¿Qué es el Partagás Cubanos?
El Partagás Cubanos es un vitola descontinuado de 34 ring gauge y 125 mm de longitud que la fábrica Partagás produjo desde antes de 1960 hasta mediados de los años ochenta. Se trata de un puro delgado, hecho a mano con tabaco cubano de las vegas de Vuelta Abajo, que encapsula la elegancia de la época dorada de los habanos previa a la revolución. Su formato esbelto, conocido técnicamente como Placeras en la nomenclatura de fábrica, representa una manera de fumar que hoy está casi extinta: puros más finos, más largos, que privilegian la sutileza sobre la potencia bruta.
Historia del Partagás Cubanos
El Cubanos nació en una época en la que Partagás ya era sinónimo de excelencia en La Habana. Durante las décadas de 1940 y 1950, cuando la marca era propiedad de la familia Cifuentes, este vitola formaba parte de un portafolio diverso que incluía formatos para todos los gustos. La producción continuó después de 1959, aunque con las inevitables transformaciones que trajo la nacionalización de la industria tabacalera cubana.
Lo curioso del Cubanos es que resistió más de dos décadas después del triunfo revolucionario, desapareciendo finalmente en los años ochenta, cuando la industria comenzó su giro hacia ring gauges más generosos. Los puros delgados, que exigen mayor precisión en el encendido y una fumada más pausada, fueron quedando relegados. Hoy, cualquier ejemplar sobreviviente es pieza de museo: cajas con tubos de aluminio individuales que aparecen en subastas especializadas con precios que solo los coleccionistas más serios pueden contemplar.
Especificaciones técnicas
| Característica | Valor |
|---|---|
| Vitola de mercado | Cubanos |
| Nombre de fábrica | Placeras |
| Ring gauge | 34 |
| Longitud | 125 mm (4⅞″) |
| Peso oficial | 5.27 g |
| Elaboración | Hecho a mano totalmente |
| Fortaleza | Media-alta |
Notas de cata y perfil de sabor
Fumar un Cubanos contemporáneo —si se tiene la suerte de encontrar uno en estado óptimo— es una experiencia que desafía las expectuativas modernas. El 34 ring gauge concentra el sabor de manera distinta: no hay espacio para la complacencia, cada bocanada exige atención. La capa, oscura y aceitosa en los ejemplares bien conservados, desprende un aroma pre-encendido de heno curado, madera de cedro y un puntito de amoniaco que anuncia juventud eterna.
El primer tercio arranca con notas de café tostado y cuero seco, ese perfil terroso que define a Partagás desde sus orígenes.
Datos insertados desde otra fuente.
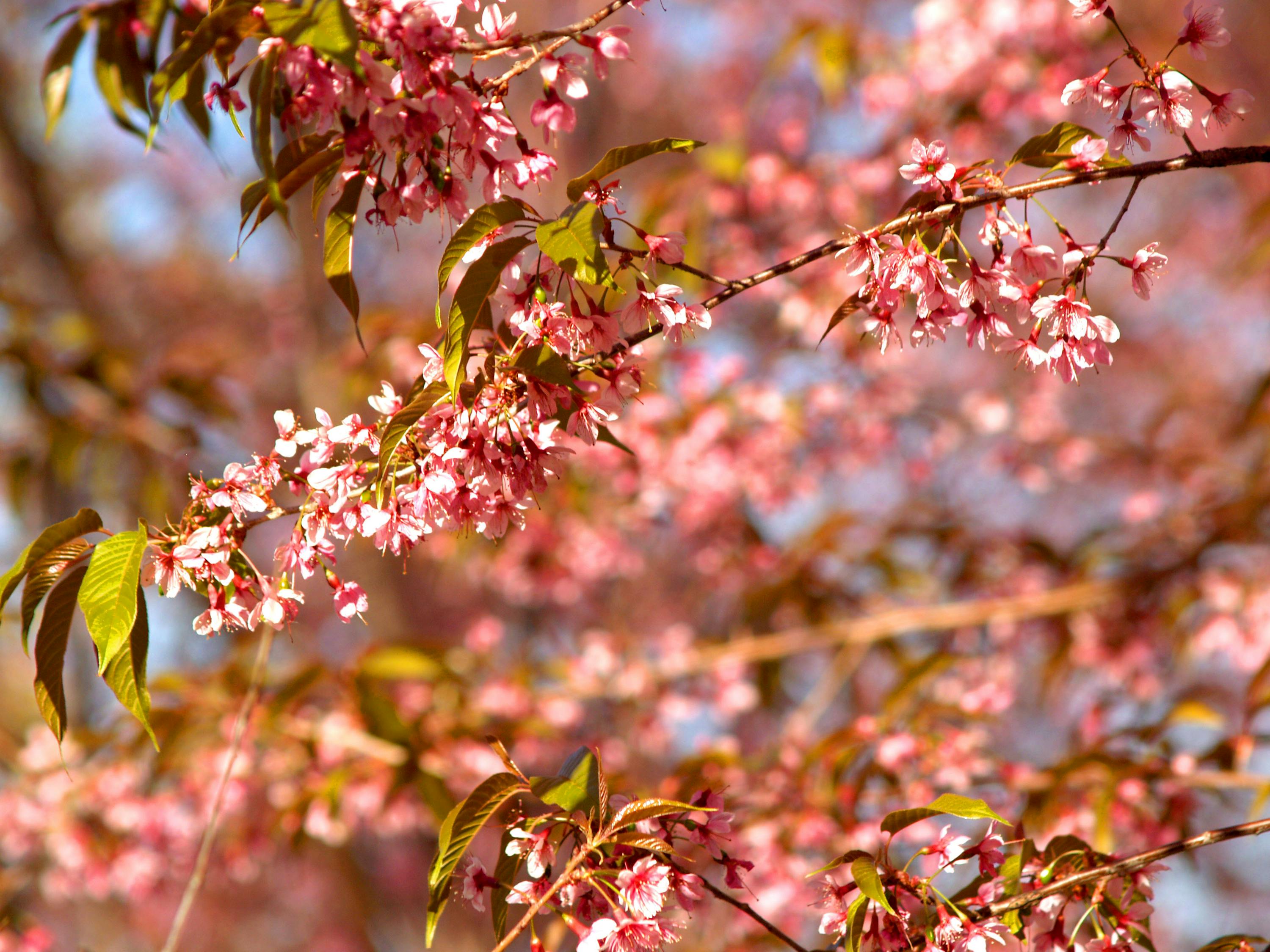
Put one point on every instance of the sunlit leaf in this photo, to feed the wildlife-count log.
(108, 596)
(51, 640)
(56, 80)
(478, 226)
(458, 832)
(621, 157)
(573, 243)
(474, 291)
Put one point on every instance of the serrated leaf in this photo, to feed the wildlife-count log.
(573, 243)
(108, 594)
(864, 871)
(51, 640)
(855, 932)
(624, 155)
(126, 672)
(338, 247)
(948, 804)
(326, 26)
(84, 522)
(473, 294)
(505, 871)
(576, 786)
(652, 809)
(458, 832)
(262, 129)
(1049, 149)
(399, 426)
(41, 578)
(835, 864)
(644, 841)
(547, 365)
(190, 52)
(56, 80)
(477, 228)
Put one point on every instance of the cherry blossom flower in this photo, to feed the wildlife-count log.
(643, 888)
(930, 169)
(1146, 266)
(1203, 28)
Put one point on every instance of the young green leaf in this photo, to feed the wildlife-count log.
(327, 26)
(864, 871)
(478, 226)
(108, 596)
(399, 426)
(576, 786)
(84, 522)
(458, 832)
(573, 243)
(338, 248)
(51, 652)
(624, 155)
(949, 804)
(56, 80)
(126, 672)
(42, 577)
(480, 281)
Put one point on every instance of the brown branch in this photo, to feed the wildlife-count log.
(900, 621)
(1123, 867)
(520, 40)
(748, 911)
(1208, 159)
(205, 847)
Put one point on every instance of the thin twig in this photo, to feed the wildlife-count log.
(748, 911)
(1208, 159)
(1122, 867)
(205, 847)
(519, 40)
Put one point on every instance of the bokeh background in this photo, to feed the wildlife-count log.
(776, 484)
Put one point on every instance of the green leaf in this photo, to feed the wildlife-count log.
(400, 663)
(326, 26)
(1049, 149)
(576, 786)
(190, 52)
(108, 596)
(641, 810)
(41, 578)
(84, 522)
(338, 248)
(262, 129)
(573, 243)
(299, 163)
(478, 226)
(856, 913)
(56, 80)
(624, 155)
(949, 804)
(458, 832)
(547, 365)
(51, 652)
(399, 426)
(864, 871)
(505, 871)
(835, 864)
(126, 672)
(473, 294)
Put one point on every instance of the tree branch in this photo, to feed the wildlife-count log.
(205, 847)
(1209, 159)
(520, 40)
(1128, 865)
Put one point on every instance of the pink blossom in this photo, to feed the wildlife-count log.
(1203, 28)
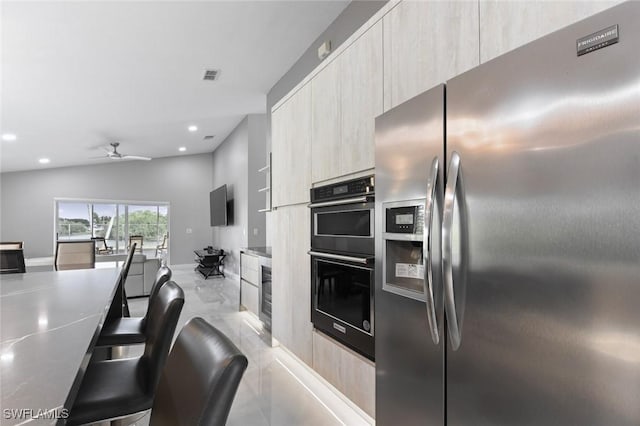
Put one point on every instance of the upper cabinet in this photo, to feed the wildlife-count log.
(346, 98)
(426, 43)
(507, 25)
(291, 149)
(361, 99)
(326, 108)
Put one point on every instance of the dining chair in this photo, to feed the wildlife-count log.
(11, 245)
(101, 246)
(75, 254)
(162, 247)
(120, 305)
(12, 261)
(121, 331)
(136, 239)
(120, 387)
(200, 378)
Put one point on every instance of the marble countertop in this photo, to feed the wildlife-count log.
(49, 322)
(258, 251)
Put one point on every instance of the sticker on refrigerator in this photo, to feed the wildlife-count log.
(409, 270)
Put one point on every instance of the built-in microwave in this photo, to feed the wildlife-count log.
(342, 217)
(342, 262)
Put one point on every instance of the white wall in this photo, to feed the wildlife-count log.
(27, 199)
(235, 164)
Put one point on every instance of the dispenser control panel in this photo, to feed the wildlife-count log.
(405, 219)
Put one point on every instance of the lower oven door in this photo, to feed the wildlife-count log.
(343, 305)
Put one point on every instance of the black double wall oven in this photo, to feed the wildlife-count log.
(342, 262)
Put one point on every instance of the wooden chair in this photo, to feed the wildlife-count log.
(163, 246)
(136, 239)
(79, 254)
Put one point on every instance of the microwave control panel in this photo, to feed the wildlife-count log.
(346, 189)
(407, 219)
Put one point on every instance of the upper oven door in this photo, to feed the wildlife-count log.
(343, 227)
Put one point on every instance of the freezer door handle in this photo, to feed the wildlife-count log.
(427, 241)
(447, 250)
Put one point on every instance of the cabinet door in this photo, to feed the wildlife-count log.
(361, 99)
(291, 149)
(300, 281)
(426, 43)
(299, 143)
(325, 123)
(507, 25)
(291, 285)
(279, 155)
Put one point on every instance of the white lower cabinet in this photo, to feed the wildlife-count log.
(350, 373)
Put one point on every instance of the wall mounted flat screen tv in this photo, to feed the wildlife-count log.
(218, 206)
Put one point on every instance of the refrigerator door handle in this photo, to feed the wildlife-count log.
(429, 208)
(447, 250)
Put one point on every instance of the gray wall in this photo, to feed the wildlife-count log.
(258, 158)
(235, 164)
(351, 18)
(27, 199)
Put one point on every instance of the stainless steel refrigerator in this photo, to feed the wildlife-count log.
(508, 238)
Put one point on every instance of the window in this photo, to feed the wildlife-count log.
(113, 221)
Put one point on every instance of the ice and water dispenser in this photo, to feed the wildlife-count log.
(403, 256)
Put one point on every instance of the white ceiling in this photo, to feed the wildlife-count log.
(78, 75)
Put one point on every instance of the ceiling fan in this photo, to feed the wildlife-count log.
(115, 155)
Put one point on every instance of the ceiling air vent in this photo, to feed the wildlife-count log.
(211, 74)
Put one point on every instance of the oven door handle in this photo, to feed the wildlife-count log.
(362, 260)
(354, 200)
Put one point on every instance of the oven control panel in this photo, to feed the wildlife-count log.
(405, 219)
(345, 189)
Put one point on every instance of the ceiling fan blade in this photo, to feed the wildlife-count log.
(135, 157)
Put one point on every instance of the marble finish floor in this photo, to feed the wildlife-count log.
(276, 389)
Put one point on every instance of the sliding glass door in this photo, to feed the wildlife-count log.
(116, 222)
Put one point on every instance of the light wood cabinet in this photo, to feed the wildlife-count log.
(426, 43)
(350, 373)
(507, 25)
(291, 280)
(326, 141)
(361, 100)
(346, 98)
(291, 149)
A medida que avanza la fumada, aparece el chocolate amargo y una especia que recuerda al clavo de olor, sin llegar a la dulzura de otros vitolas de la marca. La retroalimentación —ese humo que se deja salir por la nariz— revela nueces tostadas y un fondo mineral que evoca el suelo de Vuelta Abajo. El final es donde el Cubanos muestra su verdadera personalidad: potencia contenida, picor en el retro palateo, y una persistencia que invita a un trago de algo fuerte.
¿Con qué maridar el Partagás Cubanos?
Para un puro de estas características, el maridaje debe ser tan refinado como el vitola mismo. Un café del Huila, de grano arábico con tostión media, complementa sin competir: sus notas cítricas y cuerpo moderado preparan el paladar sin saturarlo. Si se prefiere destilado, el ron Dictador 20 años, con su dulzor de miel de caña y maderas nobles, funciona como contrapunto al carácter seco del Cubanos.
Para los que disfrutan el chocolate, recomiendo el santandereano de 70% cacao, el de Mesa de los Santos. Su amargor estructurado y frutos secos resaltan las notas finales del puro. Eviten los licores dulces o los rones añejos excesivamente suaves: el Cubanos, a pesar de su formato delicado, tiene suficiente personalidad para quedar eclipsado.
¿Para quién es este puro?
El Partagás Cubanos no es para el fumador casual que busca una experiencia de cuarenta minutos sin complicaciones. Es para quienes entienden que el formato delgado es una disciplina: la combustión más fría, el tiro más restringido, la necesidad de atención constante. Es para coleccionistas que valoran la historia tangible, los que abren una caja de tubos de aluminio con la misma reverencia con la que otros abren libros de primera edición.
Si encuentra un ejemplar en alguna humidor de confianza —y el vendedor puede demostrar su procedencia y almacenamiento—, no dude en adquirirlo. No es un puro para el día a día, sino para ocasiones que merecen memorias: una despedida, un nacimiento, el cierre de un ciclo. Fúmelo despacio, consciente de que está sosteniendo algo que ya no se fabrica, algo que resistió más de medio siglo para llegar a sus manos.